The marriage of these two threads, (Danny's story and the narrator's), should be awkward, but in Egan's hands it works. The narrator is a compelling figure, as compelling, though in a different way, as Danny is. One can't help but feel that the two are viscerally connected. In the climax we learn why and how. The knowledge is both satisfying and inevitable, and strangely touching, given the characters involved - flawed men living flawed lives, warped and, in Danny's case, occasionally ridiculous. In fact, the book is a symphony of sorts, with various elements playing together in deep harmony - until the denouement.

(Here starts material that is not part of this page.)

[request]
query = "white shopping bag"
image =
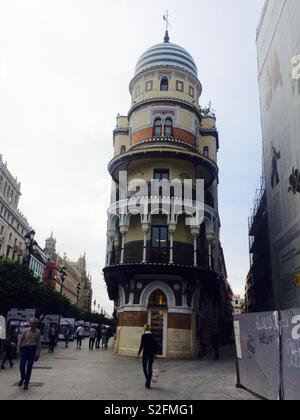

In the first two sections, the convict narrates Danny's story, inserting asides and moving his own threads forwards as he does. In the final section, his writing teacher takes up the reins, a switch that might have worked were it not so disruptive, so packed with the backstory of a secondary, (though admittedly pivotal), character. I can see why Egan did it - she was able to elucidate certain issues by switching narrators, and it allowed her to tie up loose ends, but overall, it distracted from the final, perfect connection between Danny and the narrator, the thing at the novel's heart. It is The Keep's only real flaw, and one I can forgive, given the structural boldness of the rest. I just can't help but wish for less - less explanation, less backstory, less denouement. With such a well-pitched climax, a brief afterward or epilogue would have functioned to tie the bows. The story stands perfectly without the rest.